The subretinal hyper-reflective material, thinner retina, greater CNV lesion area, foveal center pathology, and intraretinal fluid were all independently associated with worse visual acuity after the five-year follow up, the study authors found. Adjusted mean visual acuity letters were 62 for no pathology in the foveal center; 61 for CNV, fluid or hemorrhage; 65 for non-geographic atrophy (GA); 64 for nonfibrotic scar; 53 for geographic atrophy; and 56 for fibrotic scar.

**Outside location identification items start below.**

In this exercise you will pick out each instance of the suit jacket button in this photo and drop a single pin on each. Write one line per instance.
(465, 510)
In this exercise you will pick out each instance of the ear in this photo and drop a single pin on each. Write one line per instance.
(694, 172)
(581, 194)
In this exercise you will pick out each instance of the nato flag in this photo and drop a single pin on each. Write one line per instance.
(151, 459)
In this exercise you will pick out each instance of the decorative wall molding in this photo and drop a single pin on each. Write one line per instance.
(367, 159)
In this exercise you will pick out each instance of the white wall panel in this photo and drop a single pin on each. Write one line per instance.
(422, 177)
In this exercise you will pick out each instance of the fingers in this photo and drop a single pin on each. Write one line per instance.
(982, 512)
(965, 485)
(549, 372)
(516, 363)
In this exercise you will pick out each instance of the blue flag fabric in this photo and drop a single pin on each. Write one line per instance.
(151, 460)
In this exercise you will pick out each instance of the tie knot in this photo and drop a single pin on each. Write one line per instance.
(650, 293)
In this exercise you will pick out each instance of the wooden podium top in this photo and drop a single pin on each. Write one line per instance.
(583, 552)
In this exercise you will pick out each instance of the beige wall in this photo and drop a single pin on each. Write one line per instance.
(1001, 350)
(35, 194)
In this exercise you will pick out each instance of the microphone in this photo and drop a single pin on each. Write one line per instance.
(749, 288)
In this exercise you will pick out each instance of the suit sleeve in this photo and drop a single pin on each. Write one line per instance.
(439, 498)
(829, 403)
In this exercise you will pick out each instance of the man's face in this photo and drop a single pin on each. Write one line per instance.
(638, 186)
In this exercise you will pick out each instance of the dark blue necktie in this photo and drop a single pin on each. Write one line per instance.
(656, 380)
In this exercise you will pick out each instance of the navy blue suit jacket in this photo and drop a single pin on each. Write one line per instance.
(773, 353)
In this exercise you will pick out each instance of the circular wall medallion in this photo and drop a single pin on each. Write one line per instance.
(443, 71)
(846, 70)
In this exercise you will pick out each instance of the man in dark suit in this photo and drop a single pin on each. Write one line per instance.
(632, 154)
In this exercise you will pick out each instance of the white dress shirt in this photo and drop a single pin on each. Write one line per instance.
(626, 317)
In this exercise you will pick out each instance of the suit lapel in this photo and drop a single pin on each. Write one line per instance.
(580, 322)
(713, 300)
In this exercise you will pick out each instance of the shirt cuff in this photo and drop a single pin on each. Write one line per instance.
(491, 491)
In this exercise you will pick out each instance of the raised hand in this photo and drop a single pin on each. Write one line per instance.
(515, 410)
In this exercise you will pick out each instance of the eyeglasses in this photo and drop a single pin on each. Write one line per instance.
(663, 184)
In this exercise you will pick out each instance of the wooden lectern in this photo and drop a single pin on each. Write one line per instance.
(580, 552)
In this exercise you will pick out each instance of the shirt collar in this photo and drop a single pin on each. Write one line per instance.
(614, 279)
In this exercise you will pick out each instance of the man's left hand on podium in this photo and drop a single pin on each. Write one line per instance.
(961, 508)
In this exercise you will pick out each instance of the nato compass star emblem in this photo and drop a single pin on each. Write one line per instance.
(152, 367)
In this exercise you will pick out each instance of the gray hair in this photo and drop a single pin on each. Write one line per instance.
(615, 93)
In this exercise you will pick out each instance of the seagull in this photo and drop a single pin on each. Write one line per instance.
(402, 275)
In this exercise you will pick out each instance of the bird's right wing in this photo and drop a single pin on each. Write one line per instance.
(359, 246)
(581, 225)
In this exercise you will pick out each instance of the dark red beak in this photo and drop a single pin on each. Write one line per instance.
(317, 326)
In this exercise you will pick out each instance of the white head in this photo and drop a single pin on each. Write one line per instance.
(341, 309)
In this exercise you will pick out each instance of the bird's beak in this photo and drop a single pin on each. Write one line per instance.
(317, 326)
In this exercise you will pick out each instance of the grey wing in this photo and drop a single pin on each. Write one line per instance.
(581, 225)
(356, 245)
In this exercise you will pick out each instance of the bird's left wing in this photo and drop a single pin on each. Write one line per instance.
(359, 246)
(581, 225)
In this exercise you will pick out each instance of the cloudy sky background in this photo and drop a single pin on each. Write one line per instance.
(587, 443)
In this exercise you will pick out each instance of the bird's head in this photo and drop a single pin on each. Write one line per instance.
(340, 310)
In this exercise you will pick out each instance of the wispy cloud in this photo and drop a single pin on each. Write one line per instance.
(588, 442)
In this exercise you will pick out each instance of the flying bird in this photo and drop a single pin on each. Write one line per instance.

The incidence or worsening of 8 pathologic features (including foveal GA, foveal scar, foveal CNV, subretinal hyper-reflective material, foveal intraretinal fluid, retinal thinning, CNV lesion area, and GA area) between years 2 and 5 was independently associated with greater loss of visual acuity from years 2 to 5 as well as visual acuity loss from baseline to year 5, the study authors learned.

“The ideal number of anti-VEGF injections given over many years that will yield an optimal visual acuity result is unknown and likely varies greatly among patients,” the study authors concluded.

The study, “Macular Morphology and Visual Acuity in Year Five of the Comparison of Age-related Macular Degeneration Treatments Trials,” was published online in Ophthalmology.